Low Energy Audio Segments
This post outlines a simple algorithm for identifying low energy audio segments. This post assumes basic knowledge of digital signal processing (DSP).
Digital Signal Processing (DSP)
If you don’t know DSP, I’d suggest taking a few courses to learn it as the applications are endless. Coursera offers exceptional foundational and useful music applications courses. In addition, I recommend checking out Jack Schaedler’s compact primer.
Root Mean Square (RMS)
We will use RMS to proxy the de facto time-domain signal energy calculation. They measure different spins of approximately the same thing, the $L^2$ or euclidean norm.
In order to see how RMS changes over time we can apply a framed version of the calculation yielding a new signal which captures how the RMS of our signal changes over time.
When I say “framed” I mean we’re considering $n$ audio samples in a single calculation, storing the result, shifting or hopping over by $m$ samples, and then repeating the process until we traverse the entire signal.
Why not just use a framed version of the energy calculation? I’m using RMS because a framed version of it is already implemented in the audio package I’m importing. Work smart, not hard :).
Amplitude Envelope (AE)
The AE is also a framed calculation and is simply the maximum value of a given frame. This can be interpreted as measuring a spin of the $L^\infty$ or infinity norm. Its calculation yields a signal that traces the upper envelope of the original signal over time. Valerio Velardo’s implementation is all we need.
import numpy as np
def amplitude_envelope(x=np.array([]), frame_size=2048, hop_length=512):
ae = [max(x[i: i + frame_size]) for i in range(0, x.size, hop_length)]
return np.array(ae)
AE + RMS
We combine these two measures to form our final algorithm. We set the frame and hop sizes that will be shared by both measures and carry out the calculations. We use the AE as our measure of how the signal’s energy changes over time, and the standard deviation of the framed RMS as the threshold.

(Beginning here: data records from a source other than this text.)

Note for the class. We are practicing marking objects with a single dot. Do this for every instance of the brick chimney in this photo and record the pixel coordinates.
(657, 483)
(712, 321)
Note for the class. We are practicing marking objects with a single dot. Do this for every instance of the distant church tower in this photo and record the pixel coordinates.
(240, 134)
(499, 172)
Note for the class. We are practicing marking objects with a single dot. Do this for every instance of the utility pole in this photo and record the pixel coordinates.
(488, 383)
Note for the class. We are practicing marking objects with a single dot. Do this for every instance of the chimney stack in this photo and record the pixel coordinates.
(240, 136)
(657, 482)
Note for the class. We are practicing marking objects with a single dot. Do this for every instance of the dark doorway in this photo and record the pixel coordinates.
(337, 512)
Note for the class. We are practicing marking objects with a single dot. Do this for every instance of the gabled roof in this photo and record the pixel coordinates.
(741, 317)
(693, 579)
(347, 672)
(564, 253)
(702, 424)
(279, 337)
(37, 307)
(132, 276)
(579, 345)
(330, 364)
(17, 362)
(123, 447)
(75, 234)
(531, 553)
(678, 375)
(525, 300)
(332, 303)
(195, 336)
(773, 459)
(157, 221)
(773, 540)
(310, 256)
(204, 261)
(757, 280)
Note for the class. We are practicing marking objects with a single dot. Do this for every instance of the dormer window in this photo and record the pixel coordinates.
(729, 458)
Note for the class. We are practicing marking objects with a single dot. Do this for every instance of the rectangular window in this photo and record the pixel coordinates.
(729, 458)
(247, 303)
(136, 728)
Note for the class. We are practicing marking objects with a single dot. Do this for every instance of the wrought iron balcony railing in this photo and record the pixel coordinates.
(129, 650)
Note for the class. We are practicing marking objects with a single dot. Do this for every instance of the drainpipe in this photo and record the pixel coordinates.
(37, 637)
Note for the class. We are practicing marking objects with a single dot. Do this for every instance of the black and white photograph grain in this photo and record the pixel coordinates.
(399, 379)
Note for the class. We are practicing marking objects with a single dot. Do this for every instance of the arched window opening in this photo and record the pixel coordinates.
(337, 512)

Everytime the AE dips below the standard deviation of the framed RMS, we mark the beginning of a potential segment. Once it breaks back over the threshold, we mark the end of a segment and add that segment to a temporary result buffer. Once we’ve done this for the entire AE, we sort the segments by the length of the segment, descending.
Demo
Here’s some fake audio with its waveform:
Fig. 1
Here’s the same fake audio waveform with the aforementioned calculations overlaid:
Fig. 2
Fig 2. shows the time-domain waveform in blue, the AE in red, RMS in pink, +/- one standard deviation of RMS in yellow, and three segment midpoints found in green where thickness indicates a longer low energy segment.
Here’s something a bit less basic, a mel-spectrogram of the fake audio:
Fig. 3
Comparing Fig 2. to Fig 3., energy lacking in the time-domain corresponds to energy lacking in the frequency-domain. Low-to-no speaking energy, as conveyed by low amplitudes in the time-domain, corresponds to a lack of vocal harmonics in the frequency-domain. This conservation of energy between domains is formally captured by Parseval’s theorem.
Improvements
There are infinite improvements that can be made. The algorithm is as basic as it gets and is certainly overfitting to a specific type of audio. In some cases it will suffice to hand-engineer additional information, e.g., human voice frequency (voice band) detection. In other cases, manually engineering features will have less-of, if any effect at all (think background music). I believe the more robust solutions will result from applied ML / AI / RL algorithms that are able to generalize to a broader spectrum of audio, of course, requiring larger amounts quality data.